FEE: $100 per performance.
THE STORY: Baruch de Spinoza is a young merchant and the heir apparent of Saul Mortera, the chief Rabbi of Amsterdam. But Amsterdam’s Sephardic Jews have made a fatal arrangement with the city: They have agreed to police their own community for unorthodox beliefs. When the city accuses Spinoza of atheism, Mortera must summon Baruch to the synagogue to defend himself. Spinoza’s best friend, his sister and the woman he loves are all drawn into the controversy, a historical event that shook up not only the entire Jewish community of Amsterdam, but changed Spinoza’s and Mortera’s lives—and all of Western thought—irrevocably. No written record survives of what was said at Temple Talmud Torah on July 27, 1656. In this eloquent and masterful drama, David Ives attempts to open the temple doors and let us listen in on a dispute whose philosophical and political echoes still reverberate today.

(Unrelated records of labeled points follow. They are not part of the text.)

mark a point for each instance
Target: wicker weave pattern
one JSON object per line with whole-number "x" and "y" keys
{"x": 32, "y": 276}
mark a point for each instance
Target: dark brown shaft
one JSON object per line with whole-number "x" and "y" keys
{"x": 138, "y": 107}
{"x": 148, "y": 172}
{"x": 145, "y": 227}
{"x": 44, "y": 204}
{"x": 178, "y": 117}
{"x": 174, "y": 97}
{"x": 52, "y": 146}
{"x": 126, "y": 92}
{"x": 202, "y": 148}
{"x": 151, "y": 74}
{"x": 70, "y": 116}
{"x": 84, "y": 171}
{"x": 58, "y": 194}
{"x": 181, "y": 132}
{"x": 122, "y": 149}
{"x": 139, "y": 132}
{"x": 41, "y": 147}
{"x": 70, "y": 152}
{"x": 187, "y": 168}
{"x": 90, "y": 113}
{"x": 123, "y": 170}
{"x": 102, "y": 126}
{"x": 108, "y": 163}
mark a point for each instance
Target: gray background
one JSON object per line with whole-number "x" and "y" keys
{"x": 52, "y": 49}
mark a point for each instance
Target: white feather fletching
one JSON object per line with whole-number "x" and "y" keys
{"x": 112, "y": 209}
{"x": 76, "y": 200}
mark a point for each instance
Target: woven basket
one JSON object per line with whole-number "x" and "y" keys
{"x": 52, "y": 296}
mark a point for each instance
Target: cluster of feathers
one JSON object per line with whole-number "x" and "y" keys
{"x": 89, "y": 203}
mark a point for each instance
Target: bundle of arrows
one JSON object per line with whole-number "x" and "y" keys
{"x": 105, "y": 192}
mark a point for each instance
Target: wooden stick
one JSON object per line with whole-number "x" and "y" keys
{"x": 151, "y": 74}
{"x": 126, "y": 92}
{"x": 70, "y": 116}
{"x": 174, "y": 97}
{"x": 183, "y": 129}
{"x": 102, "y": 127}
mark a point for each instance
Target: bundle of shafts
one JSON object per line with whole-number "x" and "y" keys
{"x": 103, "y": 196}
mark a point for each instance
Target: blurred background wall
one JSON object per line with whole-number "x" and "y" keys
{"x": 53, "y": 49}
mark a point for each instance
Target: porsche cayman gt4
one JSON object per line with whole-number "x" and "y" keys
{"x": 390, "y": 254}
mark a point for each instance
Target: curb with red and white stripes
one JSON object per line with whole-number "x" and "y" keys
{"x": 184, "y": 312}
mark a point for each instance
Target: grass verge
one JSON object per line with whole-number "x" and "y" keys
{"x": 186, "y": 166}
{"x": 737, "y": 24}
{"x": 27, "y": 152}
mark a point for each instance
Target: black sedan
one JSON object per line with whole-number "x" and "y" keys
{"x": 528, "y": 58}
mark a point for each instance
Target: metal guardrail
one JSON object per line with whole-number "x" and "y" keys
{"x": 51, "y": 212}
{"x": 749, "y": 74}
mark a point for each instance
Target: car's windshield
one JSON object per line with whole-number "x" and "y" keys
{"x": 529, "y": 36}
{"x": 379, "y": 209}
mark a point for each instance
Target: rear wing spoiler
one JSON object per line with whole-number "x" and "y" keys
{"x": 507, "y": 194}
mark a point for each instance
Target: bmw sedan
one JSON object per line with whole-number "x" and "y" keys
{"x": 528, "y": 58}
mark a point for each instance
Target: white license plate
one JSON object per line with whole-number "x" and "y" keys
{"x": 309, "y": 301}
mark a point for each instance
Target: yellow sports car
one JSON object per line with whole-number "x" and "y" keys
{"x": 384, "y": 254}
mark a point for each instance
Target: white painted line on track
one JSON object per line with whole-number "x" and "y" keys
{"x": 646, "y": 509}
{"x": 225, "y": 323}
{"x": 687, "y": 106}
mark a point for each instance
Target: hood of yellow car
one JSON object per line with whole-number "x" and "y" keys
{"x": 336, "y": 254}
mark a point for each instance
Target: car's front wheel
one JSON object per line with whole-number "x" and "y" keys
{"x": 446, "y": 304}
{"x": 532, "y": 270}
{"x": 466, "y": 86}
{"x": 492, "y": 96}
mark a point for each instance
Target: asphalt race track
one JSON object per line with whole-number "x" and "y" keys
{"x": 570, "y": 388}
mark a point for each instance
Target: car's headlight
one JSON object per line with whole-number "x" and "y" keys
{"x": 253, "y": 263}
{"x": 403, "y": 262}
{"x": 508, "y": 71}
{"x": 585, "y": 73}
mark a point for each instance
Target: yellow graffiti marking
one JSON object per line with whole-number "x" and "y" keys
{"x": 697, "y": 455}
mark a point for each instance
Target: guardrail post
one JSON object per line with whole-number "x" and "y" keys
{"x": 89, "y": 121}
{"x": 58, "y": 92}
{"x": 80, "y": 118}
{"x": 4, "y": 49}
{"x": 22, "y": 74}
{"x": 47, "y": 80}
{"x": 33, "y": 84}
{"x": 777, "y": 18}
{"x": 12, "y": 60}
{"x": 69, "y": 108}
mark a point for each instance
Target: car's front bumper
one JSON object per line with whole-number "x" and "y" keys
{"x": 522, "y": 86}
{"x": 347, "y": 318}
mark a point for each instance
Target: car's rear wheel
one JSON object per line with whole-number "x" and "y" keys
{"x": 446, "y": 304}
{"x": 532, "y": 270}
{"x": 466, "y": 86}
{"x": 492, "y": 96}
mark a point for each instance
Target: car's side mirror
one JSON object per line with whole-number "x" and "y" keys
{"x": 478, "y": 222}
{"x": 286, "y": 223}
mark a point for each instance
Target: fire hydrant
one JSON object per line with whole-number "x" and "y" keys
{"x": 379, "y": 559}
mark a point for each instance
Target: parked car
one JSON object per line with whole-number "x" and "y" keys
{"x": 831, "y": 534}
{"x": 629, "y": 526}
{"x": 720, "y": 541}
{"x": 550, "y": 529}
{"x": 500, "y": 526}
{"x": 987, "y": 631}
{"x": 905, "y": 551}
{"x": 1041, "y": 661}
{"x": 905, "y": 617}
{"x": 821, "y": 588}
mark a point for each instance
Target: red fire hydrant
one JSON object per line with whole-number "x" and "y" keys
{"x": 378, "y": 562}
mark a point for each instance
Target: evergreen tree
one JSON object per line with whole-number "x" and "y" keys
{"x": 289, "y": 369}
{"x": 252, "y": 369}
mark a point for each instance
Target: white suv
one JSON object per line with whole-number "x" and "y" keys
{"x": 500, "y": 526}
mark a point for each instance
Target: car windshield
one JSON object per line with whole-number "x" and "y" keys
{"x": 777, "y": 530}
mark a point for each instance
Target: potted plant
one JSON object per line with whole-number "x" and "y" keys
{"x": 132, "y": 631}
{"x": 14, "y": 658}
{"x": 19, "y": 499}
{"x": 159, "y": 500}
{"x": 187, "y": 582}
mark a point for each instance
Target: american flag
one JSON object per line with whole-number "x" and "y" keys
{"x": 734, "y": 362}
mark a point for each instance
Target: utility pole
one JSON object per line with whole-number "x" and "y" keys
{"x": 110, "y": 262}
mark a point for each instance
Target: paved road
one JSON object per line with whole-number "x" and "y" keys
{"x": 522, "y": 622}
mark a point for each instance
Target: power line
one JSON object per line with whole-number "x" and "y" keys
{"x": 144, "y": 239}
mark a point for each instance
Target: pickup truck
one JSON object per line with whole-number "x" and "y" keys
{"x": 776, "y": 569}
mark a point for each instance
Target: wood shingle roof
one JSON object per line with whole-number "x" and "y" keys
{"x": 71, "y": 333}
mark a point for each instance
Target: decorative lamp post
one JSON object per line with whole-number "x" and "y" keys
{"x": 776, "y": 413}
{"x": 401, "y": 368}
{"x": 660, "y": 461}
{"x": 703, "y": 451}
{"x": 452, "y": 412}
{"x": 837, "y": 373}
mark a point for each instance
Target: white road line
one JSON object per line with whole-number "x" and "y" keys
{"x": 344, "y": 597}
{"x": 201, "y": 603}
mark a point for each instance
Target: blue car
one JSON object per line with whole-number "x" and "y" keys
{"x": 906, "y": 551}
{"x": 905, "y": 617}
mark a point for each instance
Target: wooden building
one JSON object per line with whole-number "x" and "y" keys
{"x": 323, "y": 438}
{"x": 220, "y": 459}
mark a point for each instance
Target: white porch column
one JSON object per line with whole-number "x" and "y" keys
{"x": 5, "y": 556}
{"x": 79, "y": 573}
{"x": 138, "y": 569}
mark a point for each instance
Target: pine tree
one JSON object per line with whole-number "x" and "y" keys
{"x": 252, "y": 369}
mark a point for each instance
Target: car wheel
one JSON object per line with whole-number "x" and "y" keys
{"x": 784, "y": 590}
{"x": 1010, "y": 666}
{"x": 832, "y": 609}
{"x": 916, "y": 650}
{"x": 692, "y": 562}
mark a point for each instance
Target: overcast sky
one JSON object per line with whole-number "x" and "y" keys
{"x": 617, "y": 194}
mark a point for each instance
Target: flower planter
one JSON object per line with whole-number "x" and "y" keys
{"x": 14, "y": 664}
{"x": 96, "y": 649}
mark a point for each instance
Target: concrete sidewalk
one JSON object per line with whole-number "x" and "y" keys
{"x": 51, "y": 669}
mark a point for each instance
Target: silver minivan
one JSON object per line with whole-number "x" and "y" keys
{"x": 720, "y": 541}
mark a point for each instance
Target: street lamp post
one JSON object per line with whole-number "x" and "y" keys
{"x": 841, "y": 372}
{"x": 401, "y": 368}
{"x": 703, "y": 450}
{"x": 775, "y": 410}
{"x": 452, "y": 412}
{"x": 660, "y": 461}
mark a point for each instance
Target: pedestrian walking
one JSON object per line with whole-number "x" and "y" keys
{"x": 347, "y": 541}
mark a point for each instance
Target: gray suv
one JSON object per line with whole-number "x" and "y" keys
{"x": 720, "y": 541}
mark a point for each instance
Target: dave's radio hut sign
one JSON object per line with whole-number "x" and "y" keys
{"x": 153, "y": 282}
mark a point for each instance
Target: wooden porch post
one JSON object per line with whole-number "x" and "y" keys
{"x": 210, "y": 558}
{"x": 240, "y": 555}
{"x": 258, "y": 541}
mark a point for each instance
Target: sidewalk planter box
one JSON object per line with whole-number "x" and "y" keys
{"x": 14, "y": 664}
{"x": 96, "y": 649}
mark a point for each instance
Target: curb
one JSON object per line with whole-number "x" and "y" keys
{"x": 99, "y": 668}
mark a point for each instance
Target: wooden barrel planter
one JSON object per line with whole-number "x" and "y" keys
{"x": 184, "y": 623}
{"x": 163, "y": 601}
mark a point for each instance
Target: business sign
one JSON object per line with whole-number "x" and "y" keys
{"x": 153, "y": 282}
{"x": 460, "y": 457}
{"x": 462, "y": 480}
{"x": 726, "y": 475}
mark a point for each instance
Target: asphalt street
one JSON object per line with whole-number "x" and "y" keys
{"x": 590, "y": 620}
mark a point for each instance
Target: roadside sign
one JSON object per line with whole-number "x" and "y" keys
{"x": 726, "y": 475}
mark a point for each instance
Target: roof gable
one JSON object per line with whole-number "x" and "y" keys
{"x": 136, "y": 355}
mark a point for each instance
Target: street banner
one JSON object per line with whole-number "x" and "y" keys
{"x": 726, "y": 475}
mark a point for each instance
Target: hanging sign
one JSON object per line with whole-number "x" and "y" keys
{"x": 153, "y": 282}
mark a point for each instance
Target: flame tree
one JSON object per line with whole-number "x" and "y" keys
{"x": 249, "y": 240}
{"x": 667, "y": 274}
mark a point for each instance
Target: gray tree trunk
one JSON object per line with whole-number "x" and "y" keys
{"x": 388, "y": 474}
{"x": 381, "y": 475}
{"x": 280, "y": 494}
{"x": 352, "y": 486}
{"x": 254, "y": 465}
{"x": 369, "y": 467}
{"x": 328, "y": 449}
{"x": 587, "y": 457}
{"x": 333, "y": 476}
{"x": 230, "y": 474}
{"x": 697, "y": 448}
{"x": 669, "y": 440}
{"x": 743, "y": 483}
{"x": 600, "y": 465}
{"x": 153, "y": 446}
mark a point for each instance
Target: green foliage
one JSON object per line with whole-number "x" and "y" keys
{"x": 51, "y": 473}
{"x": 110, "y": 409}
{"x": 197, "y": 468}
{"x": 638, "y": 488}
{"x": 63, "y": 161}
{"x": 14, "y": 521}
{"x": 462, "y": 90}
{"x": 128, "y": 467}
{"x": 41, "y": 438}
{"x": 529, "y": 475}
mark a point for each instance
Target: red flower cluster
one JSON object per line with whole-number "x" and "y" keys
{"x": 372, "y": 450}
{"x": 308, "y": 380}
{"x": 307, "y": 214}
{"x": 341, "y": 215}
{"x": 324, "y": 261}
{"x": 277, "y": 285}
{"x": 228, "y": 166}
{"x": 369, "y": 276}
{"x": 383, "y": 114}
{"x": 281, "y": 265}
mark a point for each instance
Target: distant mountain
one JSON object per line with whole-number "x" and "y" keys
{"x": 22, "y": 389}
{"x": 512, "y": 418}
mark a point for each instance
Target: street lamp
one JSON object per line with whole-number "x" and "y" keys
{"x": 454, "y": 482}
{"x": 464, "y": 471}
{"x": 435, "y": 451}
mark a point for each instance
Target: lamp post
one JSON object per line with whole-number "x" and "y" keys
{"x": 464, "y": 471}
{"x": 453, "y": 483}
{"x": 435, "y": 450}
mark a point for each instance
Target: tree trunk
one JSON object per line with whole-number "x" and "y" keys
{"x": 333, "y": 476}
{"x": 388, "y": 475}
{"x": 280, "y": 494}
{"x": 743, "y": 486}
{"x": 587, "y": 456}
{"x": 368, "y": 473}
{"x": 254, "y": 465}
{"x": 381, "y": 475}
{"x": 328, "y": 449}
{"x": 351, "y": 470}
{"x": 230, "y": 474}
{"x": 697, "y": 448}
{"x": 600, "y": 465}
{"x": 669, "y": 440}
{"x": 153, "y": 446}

“This thoughtful work…paints the conflict between Spinoza’s radical ideas and the oppressive religious doctrines of his times in an entertaining, highly accessible way…An engrossing historical drama.” —NY Sun. “By focusing on Spinoza’s expulsion from the Jewish community, fictionalizing facts and distilling Spinoza’s philosophical writings into the interchanges at the excommunication, Ives has managed to create an intriguing courtroom drama—and he’s done so with just seven characters and a good deal of Ivesian wit.” —CurtainUp. “A richly intellectual work of theatre that will stimulate all sorts of curiosities about the most fundamental questions facing humanity. What nobler purpose for the stage exists?” —NYTheater.com. “Theocracy versus universalist science, a Reformation-era prequel to the Scopes trial, Inherit the Wind with a chilling extra touch of proto-Nazism…Comic imagery renders the ideas tangible without coarsening them…we learn enough to sense both the urgent bigness of Ives’ subject and the power with which he’s captured it.” —Village Voice. “Riveting…Ives’ fictionalized account of the event is fascinating and heartbreaking.” —Huffington Post.